Identifying Unfair Prices and Referring Cases to the Attorney General for Action
Recommendations 1.a. and 2.a.
- Form a state Drug Review Board to analyze information and determine whether certain prescription drug prices and price increases are justified. Some of the information the Board will analyze will initially be collected by the Insurance Department during their rate review process, including information about the extent of recent price increases and their impact on premiums (see 2.a.). Some of this information will become public. But proprietary information providing more in-depth justification of price increases will remain confidential.
- When the Board finds examples of unjustified price increases they will make referrals to the Attorney General. The Attorney General will have enhanced authority to pursue price gouging cases against manufacturers of both generic and brand name drugs.
This recommendation is based on bills that have passed in other states, particularly California, Maryland and New York. One challenge, however, is that the pharmaceutical industry has challenged the California and Maryland laws in court. The Foundation expects that these laws will survive these challenges, although the timing isn’t clear yet.
It is also important to note that this is a high-level recommendation and more details are needed if this recommendation moves on to legislative action.
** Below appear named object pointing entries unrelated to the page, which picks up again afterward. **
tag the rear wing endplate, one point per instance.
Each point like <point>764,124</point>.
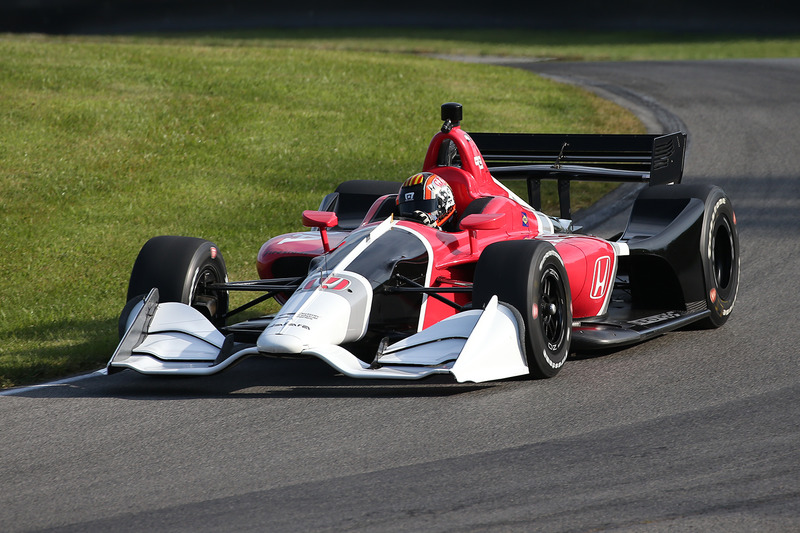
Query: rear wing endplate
<point>653,159</point>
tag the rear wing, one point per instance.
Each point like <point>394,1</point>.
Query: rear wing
<point>653,159</point>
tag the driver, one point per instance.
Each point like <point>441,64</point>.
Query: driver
<point>427,198</point>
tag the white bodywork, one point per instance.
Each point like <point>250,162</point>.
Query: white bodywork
<point>476,345</point>
<point>331,308</point>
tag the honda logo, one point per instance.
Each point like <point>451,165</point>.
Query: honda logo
<point>601,277</point>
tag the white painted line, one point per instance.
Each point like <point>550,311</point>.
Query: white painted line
<point>66,381</point>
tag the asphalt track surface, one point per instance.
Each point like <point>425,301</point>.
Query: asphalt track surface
<point>697,430</point>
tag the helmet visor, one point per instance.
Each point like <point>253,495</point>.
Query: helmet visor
<point>426,206</point>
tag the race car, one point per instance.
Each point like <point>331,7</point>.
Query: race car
<point>450,271</point>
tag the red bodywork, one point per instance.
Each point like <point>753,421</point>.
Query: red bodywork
<point>590,262</point>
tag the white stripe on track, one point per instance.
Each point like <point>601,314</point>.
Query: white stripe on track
<point>66,381</point>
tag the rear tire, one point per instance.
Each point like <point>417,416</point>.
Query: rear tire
<point>182,268</point>
<point>530,276</point>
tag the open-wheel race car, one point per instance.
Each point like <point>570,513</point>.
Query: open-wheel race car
<point>450,271</point>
For example, the size and composition of the Drug Review Board, including how many consumers will sit on the Board, has not been decided. The Foundation would like to see strong representation by consumers on the Board. It will also be important to have robust conflict-of-interest rules in place for board members. Who will make appointments and where the Board will fit in the current administrative structure, is also not spelled out. The new office of Health Strategy could be the logical place for the Board to be housed and staffed.
Out-of-Pocket Relief for Consumers
The first of these recommendations is identified as a priority and the second one is still in the list of “other” recommendations. But we think both are important priorities.
- Require that patients pay out-of-pocket (co-insurance, deductibles) based on the discounted price the PBM has negotiated on behalf of the insurer.
Right now insurers funnel most of the savings that PBMs negotiate into reduced premiums. But that leaves patients paying full price at the pharmacy counter.
In other parts of the health care system, if your insurer has negotiated a discounted price, such as for hospital care or a radiology procedure, that lower price is what is charged if you must pay a percentage of the price (co-insurance) or must pay out of pocket if you haven’t fulfilled your deductible. This should be the case for prescription drug prices, too. But right now it isn’t. Currently patients are paying based on the list price, not the negotiated price, when they are paying out-of-pocket for their medications. And it isn’t always easy for patients to know now what the negotiated price IS.
- Set monthly co-pay and co-insurance limits to protect patients from coming up with the full cost of their expensive medications in the beginning of the year until their out-of-pocket caps kick in.
Connecticut may want to look to a bill that California passed in 2015 that was implemented last year. That bill set monthly limits that would be high enough that they would not raise premiums, while still being helpful to many consumers.